Complete Commentary on the Whole Bible, by Matthew Henry, at sacred-texts.com
(v. 1-49) Encampments of the Israelites.
(Num 33:50-56) The Canaanites to be destroyed.
This is a brief review of the travels of the children of Israel through the wilderness. It is a memorable history. In their travels towards Canaan they were continually on the remove. Such is our state in this world; we have here no continuing city, and all our removes in this world are but from one part a desert to another. They were led to and fro, forward and backward, yet were all the while under the direction of the pillar of cloud and fire. God led them about, yet led them the right way. The way God takes in bringing his people to himself is always the best way, though it does not always seem to us the nearest way. Former events are mentioned. Thus we ought to keep in mind the providences of God concerning us and families, us and our land, and the many instances of that Divine care which has led us, and fed us, and kept us all our days hitherto. Few periods of our lives can be thought upon, without reminding us of the Lord's goodness, and our own ingratitude and disobedience: his kindness leaves us without excuse for our sins. We could not wish to travel over again the stages we have passed, unless we could hope, by the grace of God, to shun the sins we then committed, and to embrace such opportunities of doing good as we have let slip. Soon will our wanderings end, and our eternal state be fixed beyond recall; how important then is the present moment! Happy are those whom the Lord now guides with his counsel, and will at length receive to his glory. To this happiness the gospel calls us. Behold now is the accepted time, now is the day of salvation. Let sinners seize the opportunity, and flee for refuge to the hope set before them. Let us redeem our time, to glorify God and serve our generation; and he will carry us safely through all, to his eternal kingdom.
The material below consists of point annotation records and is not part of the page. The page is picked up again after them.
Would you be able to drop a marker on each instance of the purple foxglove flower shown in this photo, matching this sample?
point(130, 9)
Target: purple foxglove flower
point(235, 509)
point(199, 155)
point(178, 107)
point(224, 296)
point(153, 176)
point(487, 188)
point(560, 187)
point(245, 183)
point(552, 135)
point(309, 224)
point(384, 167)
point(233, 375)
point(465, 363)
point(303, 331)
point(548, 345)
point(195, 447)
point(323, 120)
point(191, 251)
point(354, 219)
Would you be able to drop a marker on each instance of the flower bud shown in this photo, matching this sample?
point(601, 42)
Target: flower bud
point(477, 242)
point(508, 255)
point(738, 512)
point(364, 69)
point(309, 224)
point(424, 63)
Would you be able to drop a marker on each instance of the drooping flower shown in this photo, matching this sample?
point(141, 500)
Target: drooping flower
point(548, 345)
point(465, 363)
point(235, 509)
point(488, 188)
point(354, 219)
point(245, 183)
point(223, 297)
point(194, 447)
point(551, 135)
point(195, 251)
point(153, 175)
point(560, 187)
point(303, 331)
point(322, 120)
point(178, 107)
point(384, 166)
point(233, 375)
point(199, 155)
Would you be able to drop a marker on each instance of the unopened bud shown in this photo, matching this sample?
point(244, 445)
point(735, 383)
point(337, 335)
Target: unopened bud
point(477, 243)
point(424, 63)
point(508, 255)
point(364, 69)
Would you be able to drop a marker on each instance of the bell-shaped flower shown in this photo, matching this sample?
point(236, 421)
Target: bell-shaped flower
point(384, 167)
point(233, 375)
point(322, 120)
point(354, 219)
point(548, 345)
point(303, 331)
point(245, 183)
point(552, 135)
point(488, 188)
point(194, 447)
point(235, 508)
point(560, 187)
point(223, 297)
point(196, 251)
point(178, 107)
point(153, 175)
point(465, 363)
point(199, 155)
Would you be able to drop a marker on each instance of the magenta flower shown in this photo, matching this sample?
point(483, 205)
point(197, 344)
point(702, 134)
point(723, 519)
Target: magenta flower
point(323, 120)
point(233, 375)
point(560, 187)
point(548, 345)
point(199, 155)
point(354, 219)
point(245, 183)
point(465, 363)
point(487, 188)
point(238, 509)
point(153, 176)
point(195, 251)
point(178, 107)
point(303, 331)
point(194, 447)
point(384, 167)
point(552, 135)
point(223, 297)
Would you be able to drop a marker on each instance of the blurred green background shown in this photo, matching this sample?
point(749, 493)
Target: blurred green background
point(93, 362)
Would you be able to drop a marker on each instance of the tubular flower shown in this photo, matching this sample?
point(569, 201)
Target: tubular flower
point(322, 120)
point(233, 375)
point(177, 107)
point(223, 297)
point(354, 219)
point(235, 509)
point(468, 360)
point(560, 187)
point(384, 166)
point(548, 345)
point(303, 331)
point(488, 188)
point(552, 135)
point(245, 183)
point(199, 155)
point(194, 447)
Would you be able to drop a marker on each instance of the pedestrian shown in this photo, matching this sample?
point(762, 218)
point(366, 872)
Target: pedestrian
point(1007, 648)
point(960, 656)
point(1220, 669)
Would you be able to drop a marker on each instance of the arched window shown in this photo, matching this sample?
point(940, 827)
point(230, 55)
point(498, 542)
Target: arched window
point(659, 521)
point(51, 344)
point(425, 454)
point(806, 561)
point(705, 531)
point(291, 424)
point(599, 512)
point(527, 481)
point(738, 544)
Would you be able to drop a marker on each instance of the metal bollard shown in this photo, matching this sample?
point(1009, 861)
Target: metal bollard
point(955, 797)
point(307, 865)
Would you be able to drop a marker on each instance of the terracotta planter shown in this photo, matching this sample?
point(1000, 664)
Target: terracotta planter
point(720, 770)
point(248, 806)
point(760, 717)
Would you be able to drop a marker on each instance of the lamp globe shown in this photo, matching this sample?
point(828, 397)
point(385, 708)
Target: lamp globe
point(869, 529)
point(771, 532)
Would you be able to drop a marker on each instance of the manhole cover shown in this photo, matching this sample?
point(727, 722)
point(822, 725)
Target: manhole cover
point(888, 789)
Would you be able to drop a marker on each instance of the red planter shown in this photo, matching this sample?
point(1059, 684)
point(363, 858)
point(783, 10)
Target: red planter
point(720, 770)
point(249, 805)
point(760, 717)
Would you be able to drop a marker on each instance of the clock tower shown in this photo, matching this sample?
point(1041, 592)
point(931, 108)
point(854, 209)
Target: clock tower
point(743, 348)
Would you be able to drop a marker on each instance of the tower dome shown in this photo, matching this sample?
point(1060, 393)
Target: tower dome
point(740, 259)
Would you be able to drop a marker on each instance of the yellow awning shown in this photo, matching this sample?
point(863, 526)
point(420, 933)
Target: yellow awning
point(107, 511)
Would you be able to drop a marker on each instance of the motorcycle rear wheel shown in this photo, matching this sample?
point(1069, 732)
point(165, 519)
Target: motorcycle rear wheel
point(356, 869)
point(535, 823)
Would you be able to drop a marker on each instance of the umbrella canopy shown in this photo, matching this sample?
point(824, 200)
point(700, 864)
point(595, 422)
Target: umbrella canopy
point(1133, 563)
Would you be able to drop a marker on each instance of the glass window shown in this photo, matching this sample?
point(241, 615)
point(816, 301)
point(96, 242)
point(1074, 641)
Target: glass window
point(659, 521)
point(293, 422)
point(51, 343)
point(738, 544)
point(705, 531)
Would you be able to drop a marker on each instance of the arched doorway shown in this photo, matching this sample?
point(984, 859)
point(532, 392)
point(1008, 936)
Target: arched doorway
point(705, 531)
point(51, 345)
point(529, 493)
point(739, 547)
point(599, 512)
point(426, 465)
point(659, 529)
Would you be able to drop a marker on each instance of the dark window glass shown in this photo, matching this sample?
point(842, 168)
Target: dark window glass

Now that they were to pass over Jordan, they were entering again into temptation to follow idols; and they are threatened that, if they spared either the idols or the idolaters, their sin would certainly be their punishment. They would foster vipers in their own bosoms. The remnant of the Canaanites, if they made any peace with them, though but for a time, would be pricks in their eyes, and thorns in their sides. We must expect trouble and affliction from whatever sin we indulge; that which we are willing should tempt us, will vex us. It was intended that the Canaanites should be put out of the land; but if the Israelites learned their wicked ways, they also would be put out. Let us hear this and fear. If we do not drive out sin, sin will drive us out. If we are not the death of our lusts, our lusts will be the death of our souls.